El dinero público al servicio de la gente

El Estado es una pieza central de cualquier arreglo social que vaya en la dirección de lograr que seamos una sociedad más productiva, con menos sufrimiento humano derivado de privaciones materiales básicas, y más integrada y con mayor cohesión…

El Estado es una pieza central de cualquier arreglo social que vaya en la dirección de lograr que seamos una sociedad más productiva, con menos sufrimiento humano derivado de privaciones materiales básicas, y más integrada y con mayor cohesión social. 

Uno de los roles más importantes para conseguir esos objetivos es que provea servicios sociales de calidad para crear capacidades humanas, para proteger a las personas más vulnerables y para lograr que puedan aprovechar al máximo las oportunidades. Ello requiere que provea un adecuado financiamiento para esos servicios.  Sin embargo, en la República Dominicana, aquejada de brechas sociales muy significativas, la capacidad financiera del Estado está siendo cada vez menor. Hay cada vez menos espacio para financiar lo importante, mientras las finanzas públicas son cada vez menos sostenibles.

La deuda pública está creciendo inconteniblemente, el subsidio al sector eléctrico no cede y la nómina pública sigue siendo muy improductiva.  En 2013, el pago de intereses ocupó el 20% del gasto público (descontando los pagos de amortización de capital de la deuda), el subsidio eléctrico ocupó un 9%, un 6% se transfirió a instituciones del gobierno central para cubrir gastos corrientes (sin que haya rendición de cuentas), algo más de un 4% se destinó a financiar las alcaldías, y un 25% se asignó para remunerar empleados.

En un contexto como ese,  suceden dos cosas. Primero, el gasto social se vuelven muy pro-cíclico; es decir, sólo aumenta cuando la economía y  recaudaciones crecen, y declina cuando se reduce la disponibilidad de recursos. En otras palabras, el gasto social es vulnerable. Segundo,  también la inversión pública se convierte en variable de ajuste: sube en los tiempos malos y los tiempos buenos. En ambos casos debería ser lo contrario. La excepción, sin dudas, ha sido la educación desde 2013 en adelante, como resultado de una conquista ciudadana, y la inversión en 2012 por las razones espurias que todos conocemos.

Pero es precisamente en ese tipo de contextos en el que se mide el grado de compromiso del poder político con el bienestar de la gente y con la reforma del Estado para ponerlo al servicio del desarrollo. Cuando hay crecimiento de los recursos públicos es más fácil asignar más fondos a lo que se considera importante.

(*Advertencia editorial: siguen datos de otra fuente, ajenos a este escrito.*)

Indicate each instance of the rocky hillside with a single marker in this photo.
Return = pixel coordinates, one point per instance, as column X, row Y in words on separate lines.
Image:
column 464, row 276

Pero cuando los espacios son estrechos, se deben tomar decisiones fuertes para reestructurar el gasto público.

Desafortunadamente, la evidencia apunta a que hay un serio déficit de compromiso. Eso explica, en parte, por qué el gasto en salud sigue siendo tan bajo en el país (la mitad que en el resto de la región), por qué la cobertura del régimen subsidiado de las seguridad social en salud no crece lo suficiente y el financiamiento per cápita es tan bajo (un cuarto del régimen contributivo), por qué la brecha de cobertura de agua continúa alta (aunque ha habido avances)  y por qué no se asignan las pensiones solidarias mandadas por la ley de la seguridad social para jefas de hogares pobres, personas con discapacidad severa, y personas de más de 60 años desempleadas y en pobreza extrema. Y cuando ocurre un aumento del financiamiento social en alguna dirección, en parte se hace a costa de desfinanciar otras áreas, como está pasando este año con la reducción del gasto en salud para solventar en parte los gastos en educación.

Mientras tanto, el Estado sigue financiando cosas tan improductivas como varias instituciones que regulan el transporte sin que resulte en regulación relevante alguna; transfiriendo recursos a muchas instituciones, como la Lotería Nacional, que deberían ser generadoras de sus propios recursos;  financiando el odioso barrilito de los y las congresistas; pagando salarios escandalosos a algunos funcionarios y muchos miembros de consejos de administración de entidades públicas; subsidiando combustibles al transporte urbano sin una política de transformación del servicio; subsidiando el combustible para generación de energía y que en muchos casos es vendida, por contrato, a precios exorbitantes; y financiando numerosas comisiones y órganos que no hacen trabajo relevante alguno, y que en algunos casos ya cumplieron su cometido.

Demostrar compromisos con la gente y contra la pobreza y la exclusión requiere mucho más que declaratorias y acciones puntuales. Amerita coraje político para alinear el discurso con el dinero. Eso significa enfrentar el privilegio, sanear el gasto público, elaborar presupuestos por resultados, desmontar el subsidio eléctrico, y  eliminar de las transferencias improductivas que alimentan el clientelismo.